Als sichere Herkunftsstaaten zählen nach Angaben des Bundesamtes für Migration und Flüchtlinge (BAMF) alle Länder, in denen wegen des demokratischen Systems und der politischen Lage keine staatliche Verfolgung des Asylbewerbers zu befürchten ist. Pauline Endres de Oliveira, Migrationsrechts-Professorin an der Humboldt-Uni in Berlin, meint jedoch: „Das Urteil ist auch für Deutschland wegweisend, denn die europäischen Vorgaben zur Einstufung sicherer Herkunftsstaaten gelten auch hier.“

Italiens Regierungschefin Giorgia Meloni: „Ein Schritt, der alle beunruhigen sollte“.

Die von Bundesinnenminister Alexander Dobrindt geplante Ausweitung sicherer Herkunftsstaaten wird durch das EuGH-Urteil jedenfalls eher erschwert. Für Italiens Ministerpräsidentin Giorgia Meloni ist es nicht weniger als ein Affront. „Die Justiz beansprucht Zuständigkeiten, die ihr nicht zustehen“, erklärte sie angesichts des Brüsseler Angriffs auf nationale Handlungsspielräume. „Das ist ein Schritt, der alle beunruhigen sollte.“ Das Urteil schwäche „die Politik zur Bekämpfung der illegalen Masseneinwanderung und zum Schutz der nationalen Grenzen“ und gebe Einzelrichtern mit fragwürdigen Quellen mehr Gewicht als demokratisch legitimierten Regierungen.

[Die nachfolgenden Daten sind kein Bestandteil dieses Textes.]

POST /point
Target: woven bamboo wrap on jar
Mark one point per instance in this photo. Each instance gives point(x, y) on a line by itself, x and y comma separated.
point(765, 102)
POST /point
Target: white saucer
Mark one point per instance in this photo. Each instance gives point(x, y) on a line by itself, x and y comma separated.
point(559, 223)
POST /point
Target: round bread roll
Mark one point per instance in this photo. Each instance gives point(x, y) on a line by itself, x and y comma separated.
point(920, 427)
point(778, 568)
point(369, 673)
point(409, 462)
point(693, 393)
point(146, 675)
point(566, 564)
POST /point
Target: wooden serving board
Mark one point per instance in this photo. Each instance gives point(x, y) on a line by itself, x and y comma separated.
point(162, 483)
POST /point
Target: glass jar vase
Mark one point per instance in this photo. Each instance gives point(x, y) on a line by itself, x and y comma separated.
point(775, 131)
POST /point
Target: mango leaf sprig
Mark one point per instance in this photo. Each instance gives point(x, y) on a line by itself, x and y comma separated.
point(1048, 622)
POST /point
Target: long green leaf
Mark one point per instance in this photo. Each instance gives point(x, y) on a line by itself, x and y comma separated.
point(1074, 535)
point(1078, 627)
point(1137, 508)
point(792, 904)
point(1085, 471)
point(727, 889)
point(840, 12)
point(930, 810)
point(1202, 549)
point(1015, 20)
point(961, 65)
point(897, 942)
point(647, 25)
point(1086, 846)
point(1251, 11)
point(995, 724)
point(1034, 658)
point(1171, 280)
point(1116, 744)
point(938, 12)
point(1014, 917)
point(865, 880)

Mit dem EuGH legt sich Europa im Ringen um die Erhaltung seiner Sicherheit und seines Wohlstands selbst ohne Not Fesseln an. Wenn die demokratisch legitimierten Regierungen nicht Mittel und Wege finden, das fatale Nichtabschiebungs-Urteil zu umgehen, bestimmen de facto Ideologen das Schicksal des Kontinents. Das weitere Erstarken von Parteien, die sich dem Brüsseler Diktat nicht beugen wollen, ist ohnehin programmiert.